Of course the overall scores are adjusted so that the most frequent actions (passing, touches, etc) do not grossly outweigh the less frequent, but arguably more important, actions such as shots on target and goals scored. At the same time, I tried to maintain some care over the relevance of goals as a statistic – of course goals win games, but why should TPOEM rate attackers more highly than defenders because they score more often? Strikers often take all the plaudits for scoring goals but since most goals are scored inside the box I have tried not to unduly credit a goal scored – in many instances it is easier to score a goal than miss. I took a similar view of assists, seeking not to overly ramp-up a player’s score simply because he completed a pass (however important it was). I have to stress that it still wasn’t quite a finger in the air approach to rating – I have reviewed correlations to team performance at various layers with the aim of giving my weightings a scientific basis.

I have now tinkered with the algorithms enough times to realise that although TPOEM in one sense gives an objective rating of player performance, but in another sense remains a reflection of its creator’s biases and research. This is limitation of any model, which can only be improved by testing and further research.

What about results?
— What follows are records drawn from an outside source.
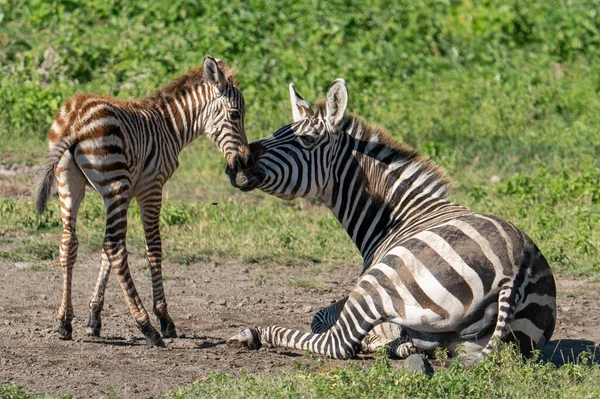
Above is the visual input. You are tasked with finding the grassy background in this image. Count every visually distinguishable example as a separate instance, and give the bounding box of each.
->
[0,0,600,276]
[0,0,600,396]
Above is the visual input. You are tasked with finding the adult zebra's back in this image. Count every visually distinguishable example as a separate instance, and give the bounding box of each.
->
[36,57,248,346]
[228,79,556,361]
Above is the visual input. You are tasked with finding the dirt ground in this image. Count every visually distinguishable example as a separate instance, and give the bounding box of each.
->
[0,256,600,398]
[0,162,600,398]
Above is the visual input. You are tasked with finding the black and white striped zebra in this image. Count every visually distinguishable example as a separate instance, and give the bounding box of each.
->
[228,79,556,362]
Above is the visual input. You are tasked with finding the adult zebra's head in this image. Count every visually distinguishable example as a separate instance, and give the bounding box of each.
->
[200,56,249,168]
[227,79,348,199]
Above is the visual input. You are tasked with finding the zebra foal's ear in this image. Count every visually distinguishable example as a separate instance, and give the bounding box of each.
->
[290,83,313,122]
[326,78,348,130]
[202,55,227,91]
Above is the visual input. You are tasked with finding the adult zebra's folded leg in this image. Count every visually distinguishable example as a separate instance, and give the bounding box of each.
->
[310,297,348,334]
[101,184,165,346]
[460,280,515,367]
[228,292,381,359]
[54,151,86,339]
[137,194,177,338]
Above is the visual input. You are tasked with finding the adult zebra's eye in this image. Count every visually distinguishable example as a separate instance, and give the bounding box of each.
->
[298,136,319,145]
[229,109,240,121]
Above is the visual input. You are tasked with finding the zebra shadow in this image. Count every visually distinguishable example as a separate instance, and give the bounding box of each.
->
[542,339,600,367]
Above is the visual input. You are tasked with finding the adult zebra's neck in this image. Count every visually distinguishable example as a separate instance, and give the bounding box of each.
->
[325,117,457,265]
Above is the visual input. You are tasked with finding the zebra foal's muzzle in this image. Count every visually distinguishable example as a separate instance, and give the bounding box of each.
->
[225,143,265,191]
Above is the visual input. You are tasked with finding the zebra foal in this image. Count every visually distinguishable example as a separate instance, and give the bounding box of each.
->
[227,79,556,363]
[36,56,248,346]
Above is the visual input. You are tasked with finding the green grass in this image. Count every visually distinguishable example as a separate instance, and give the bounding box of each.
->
[0,0,600,397]
[169,350,600,399]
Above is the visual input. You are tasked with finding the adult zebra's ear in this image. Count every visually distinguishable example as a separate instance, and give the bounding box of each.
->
[326,78,348,131]
[290,83,313,122]
[202,55,227,92]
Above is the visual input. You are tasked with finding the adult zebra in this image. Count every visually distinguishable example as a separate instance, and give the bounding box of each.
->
[228,79,556,362]
[37,56,248,346]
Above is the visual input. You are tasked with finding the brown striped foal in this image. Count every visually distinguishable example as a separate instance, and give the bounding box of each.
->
[37,57,248,346]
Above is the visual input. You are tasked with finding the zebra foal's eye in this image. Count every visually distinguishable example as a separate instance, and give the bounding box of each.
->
[229,109,240,121]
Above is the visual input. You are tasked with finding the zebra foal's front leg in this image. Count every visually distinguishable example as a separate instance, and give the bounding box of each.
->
[138,195,177,338]
[55,151,85,340]
[102,187,165,346]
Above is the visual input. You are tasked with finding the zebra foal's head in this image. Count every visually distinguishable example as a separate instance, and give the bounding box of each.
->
[200,56,249,168]
[227,79,348,199]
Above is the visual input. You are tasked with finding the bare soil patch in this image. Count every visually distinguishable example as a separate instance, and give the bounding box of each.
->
[0,255,600,398]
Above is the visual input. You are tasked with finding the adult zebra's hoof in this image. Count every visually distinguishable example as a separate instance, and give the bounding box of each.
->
[58,319,73,340]
[142,326,165,348]
[87,314,102,337]
[456,352,485,369]
[227,328,262,350]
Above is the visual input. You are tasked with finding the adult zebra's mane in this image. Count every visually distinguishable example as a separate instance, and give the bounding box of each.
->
[315,100,451,203]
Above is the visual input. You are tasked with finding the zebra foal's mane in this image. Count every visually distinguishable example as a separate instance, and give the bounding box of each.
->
[140,60,238,106]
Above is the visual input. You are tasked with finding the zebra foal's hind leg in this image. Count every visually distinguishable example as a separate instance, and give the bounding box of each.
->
[87,249,110,337]
[54,151,86,339]
[137,195,177,338]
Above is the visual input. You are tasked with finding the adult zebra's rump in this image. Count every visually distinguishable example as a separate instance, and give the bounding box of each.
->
[36,57,248,346]
[228,79,556,361]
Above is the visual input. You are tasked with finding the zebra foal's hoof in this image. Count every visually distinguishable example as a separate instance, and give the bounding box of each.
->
[404,353,433,377]
[159,318,177,338]
[227,328,262,350]
[58,319,73,341]
[87,314,102,337]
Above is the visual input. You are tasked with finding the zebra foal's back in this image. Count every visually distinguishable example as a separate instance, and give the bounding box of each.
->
[36,57,248,346]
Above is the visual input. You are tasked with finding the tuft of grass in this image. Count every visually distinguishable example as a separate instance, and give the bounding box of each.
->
[0,383,73,399]
[168,348,600,399]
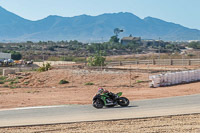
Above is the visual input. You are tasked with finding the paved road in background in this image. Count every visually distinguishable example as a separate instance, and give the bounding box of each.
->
[0,94,200,127]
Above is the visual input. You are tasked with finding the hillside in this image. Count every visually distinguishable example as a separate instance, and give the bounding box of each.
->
[0,7,200,42]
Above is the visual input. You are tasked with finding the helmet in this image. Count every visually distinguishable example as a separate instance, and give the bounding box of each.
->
[98,88,104,93]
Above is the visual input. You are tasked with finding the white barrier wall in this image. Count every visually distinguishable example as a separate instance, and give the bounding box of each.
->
[149,69,200,87]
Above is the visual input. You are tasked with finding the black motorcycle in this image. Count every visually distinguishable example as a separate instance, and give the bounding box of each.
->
[93,92,129,109]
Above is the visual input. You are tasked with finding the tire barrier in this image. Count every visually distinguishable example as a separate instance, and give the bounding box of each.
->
[149,69,200,87]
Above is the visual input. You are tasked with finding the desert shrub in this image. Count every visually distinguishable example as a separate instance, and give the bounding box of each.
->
[0,81,5,84]
[85,82,94,85]
[87,55,106,66]
[0,76,7,80]
[136,80,144,83]
[37,63,51,72]
[10,86,17,89]
[59,79,69,84]
[3,85,9,88]
[24,81,30,85]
Well I will keep publishing information over the coming weeks as I look to find suitable ways of presenting TPOEM’s output.
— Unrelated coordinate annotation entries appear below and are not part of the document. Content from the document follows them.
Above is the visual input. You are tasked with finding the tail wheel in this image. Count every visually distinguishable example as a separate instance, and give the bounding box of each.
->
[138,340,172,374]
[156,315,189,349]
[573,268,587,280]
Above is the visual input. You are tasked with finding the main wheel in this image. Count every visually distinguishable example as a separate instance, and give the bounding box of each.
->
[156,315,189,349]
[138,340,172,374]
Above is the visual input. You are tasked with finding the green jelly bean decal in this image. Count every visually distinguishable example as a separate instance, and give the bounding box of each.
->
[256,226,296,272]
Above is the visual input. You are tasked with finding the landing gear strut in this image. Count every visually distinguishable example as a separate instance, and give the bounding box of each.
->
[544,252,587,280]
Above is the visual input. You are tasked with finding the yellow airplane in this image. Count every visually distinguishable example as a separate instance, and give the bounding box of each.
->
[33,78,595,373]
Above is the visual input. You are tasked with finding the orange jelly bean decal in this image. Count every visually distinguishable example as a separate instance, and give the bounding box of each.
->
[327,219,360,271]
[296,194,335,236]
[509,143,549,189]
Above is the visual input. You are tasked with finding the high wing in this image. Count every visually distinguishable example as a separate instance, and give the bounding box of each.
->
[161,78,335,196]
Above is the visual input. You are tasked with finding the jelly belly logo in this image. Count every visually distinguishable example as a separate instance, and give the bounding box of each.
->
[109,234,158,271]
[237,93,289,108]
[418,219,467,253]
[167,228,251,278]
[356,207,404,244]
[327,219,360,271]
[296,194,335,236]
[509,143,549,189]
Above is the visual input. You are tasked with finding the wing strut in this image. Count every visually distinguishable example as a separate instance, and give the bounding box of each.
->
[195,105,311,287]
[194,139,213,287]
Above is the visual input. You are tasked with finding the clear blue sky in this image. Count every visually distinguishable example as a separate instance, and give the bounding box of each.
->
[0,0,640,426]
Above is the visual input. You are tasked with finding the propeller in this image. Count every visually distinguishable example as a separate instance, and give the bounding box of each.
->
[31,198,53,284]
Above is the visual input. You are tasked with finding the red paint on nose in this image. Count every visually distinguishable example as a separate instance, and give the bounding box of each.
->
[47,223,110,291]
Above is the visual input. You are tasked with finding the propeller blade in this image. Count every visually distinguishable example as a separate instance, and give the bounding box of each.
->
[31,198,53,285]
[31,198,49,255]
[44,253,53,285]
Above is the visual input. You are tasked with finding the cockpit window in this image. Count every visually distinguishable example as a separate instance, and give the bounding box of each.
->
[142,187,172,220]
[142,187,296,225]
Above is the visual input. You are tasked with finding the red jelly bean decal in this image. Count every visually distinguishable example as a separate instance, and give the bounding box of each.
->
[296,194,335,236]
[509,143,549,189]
For now, I have run the model on the first 271 games of the premier league season (i.e. before the kick-offs on the 2 March), and I can announce its candidates for the most man of the match performances so far this season:

Player MoM awards
Santiago Cazorla 13
Gareth Bale 10
Adel Taarabt 8
Eden Hazard 8
Leighton Baines 7
Luis Suárez 7
David Silva 6
Dimitar Berbatov 6
Juan Mata 6
Marouane Fellaini 6

This highlights the importance, according to TPOEM, of Santiago Cazorla to Arsenal’s season in terms of match-winning performances. Both Manchester sides and Arsenal lead the team man of the match awards with 22 apiece, the difference being that there is a much larger spread of players who have put in top performances for United and City in the league.


Those readers who follow me on twitter will have noticed that TPOEM liked the value of the chances of a home win for Everton and draws for Swansea vs Newcastle and Manchester United vs Norwich. Please note that this isn’t a direct match result prediction for the above – TPOEM actually had all 3 as odds-on for home wins, but the probability of a draw when compared to quoted bookmakers odds before 3pm seemed attractive at the time.

The main problem I had was in finding an efficient way to input all the line-ups in time for kick-off!

As it was, I completed my efforts and placed bets on all the 3pm kick-offs by 3.25pm – something I will have to work on going forward.

In addition to the above bets, of which only Everton’s home win against Reading paid off, I bet on a draw for Sunderland-Fulham (profit) an away win for West Ham (profit) and a win for QPR. 2 of these bets were actually placed live, with the scores at 0-0, whilst QPR were already 1-0 up at Southampton when I took the gamble of backing them to win. According to TPOEM, Chelsea were massive favourites at home to West Brom so I decided not to bother with a gamble on that game.

Most pleasing was the away win of West Ham at Stoke – a game which I am sure could just as easily have gone either way. When I ran the line-ups through TPOEM West Ham had actually already made 2 early substutions so I incorporated those new players into the line-up. The model indicated about a 30% chance of West Ham winning which was attractive enough when compared to quoted odds of about 9/4. Fortunately for the early prospects of TPOEM they duly achieved an unlikely result at the Brittania.

I will continue to test TPOEM’s predictive efficacy vs bookmaker odds but for any followers of the blog, please note that I am seeking value not outright wins. Even if Manchester United are heavy favourites to win at home, as they were at the weekend, I may suggest another outcome if the odds are attractive enough depending on what my early-stage model tells me!